Перед моей поездкой во Францию с нами делилась впечатлениями об этой стране сестра жены Инна Левитан. Со слезой в голосе она говорила: «Идёшь по улице, и, представляете, ни-ко-му до тебя нет дела!». Я скоро убедился, что, действительно, никто на улице не смотрит на твою авоську: «Что несёшь, где достал?» Но уж если тебе нужна помощь, французы крайне предупредительны. Запомнился случай. В пригороде Парижа я как-то заблудился, сел не в тот автобус. Обратился за помощью к водителю. Он достал карту, показал дорогу, сказал, что теперь мне придётся ехать с пересадкой. На остановке я вышел, чтобы пересесть на другой автобус. Водитель выскакивает за мной. Думаю: «Вспомнил, что я не оплатил проезд». А он подходит со мной на остановку и сдаёт меня с рук на руки ждущим автобуса, объясняет, что вот наш зарубежный гость плохо ориентируется в Париже, и ему нужно помочь.

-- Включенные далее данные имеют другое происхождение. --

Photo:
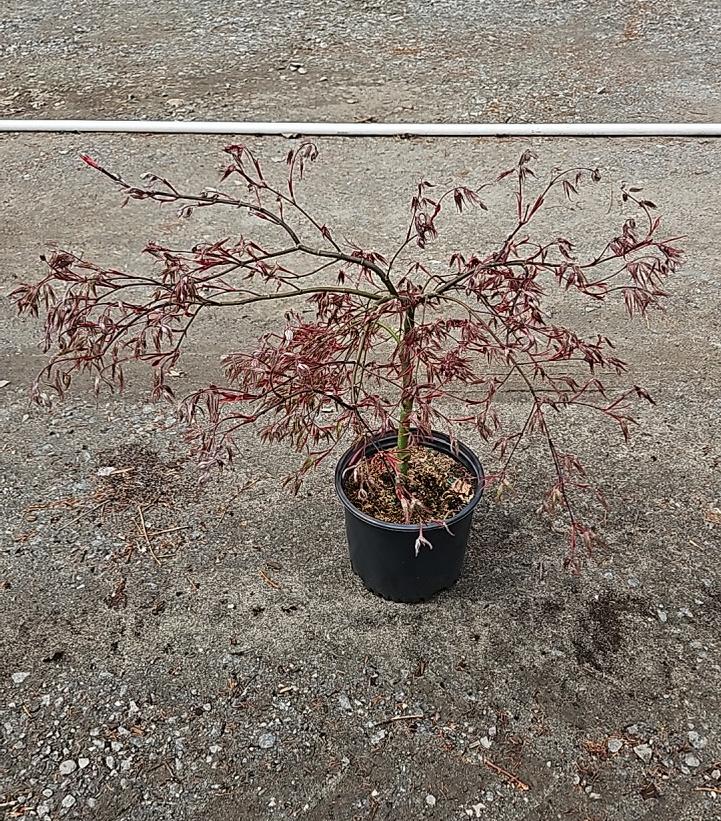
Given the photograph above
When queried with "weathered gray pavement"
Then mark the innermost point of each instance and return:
(243, 672)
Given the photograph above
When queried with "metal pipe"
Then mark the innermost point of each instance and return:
(369, 129)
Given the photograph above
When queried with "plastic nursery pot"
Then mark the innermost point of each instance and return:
(383, 553)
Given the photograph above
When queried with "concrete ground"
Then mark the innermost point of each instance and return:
(239, 670)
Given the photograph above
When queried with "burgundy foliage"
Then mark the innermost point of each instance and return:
(384, 341)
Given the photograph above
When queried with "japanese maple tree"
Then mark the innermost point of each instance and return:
(385, 341)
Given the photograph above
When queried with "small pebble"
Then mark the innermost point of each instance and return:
(644, 752)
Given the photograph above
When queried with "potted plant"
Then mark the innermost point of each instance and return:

Во Франции я около месяца работал с очень милой и предупредительной коллегой Верой Семёновой и её сотрудниками над системами автоматической обработки текстов. Сделал большой доклад на эту тему.

Жил и работал я в пригороде Парижа, где жила и пригласившая меня во Францию Вера Семёнова с мужем-французом. С глубокой благодарностью вспоминаю их гостеприимный дом, где я был частым гостем.

Я не раз ездил в Париж. Первая поездка была с приключениями и хорошо запомнилась. В кассе я взял билет на электричку, но не знал, что его надо отметить в автомате на платформе. В вагоне спросил у сидящей рядом француженки, какой у меня билет: «туда и обратно» или только «туда»? Она объяснила, что у меня билет в один конец, и удивилась, что он не отмечен. Улыбнулась: «Ничего, проедете по нему ещё раз», а я забеспокоился: «А если проверка?» Тут она тоже встревожилась: «О-ля-ля!». Ведь там очень высокие штрафы за бесплатный проезд. Оставшийся путь мне было уже не до любования окрестностями Парижа. Выхожу на станции «Люксембургский сад», а там выйти в город можно только, сунув отмеченный билет в автомат! В полной растерянности топчусь перед автоматом. Выручила француженка, предложившая пройти с ней по её билету. Прижавшись (не без удовольствия) к молодой француженке, я благополучно прошёл. Глупый автомат, видимо, принял нас за пассажира-толстяка.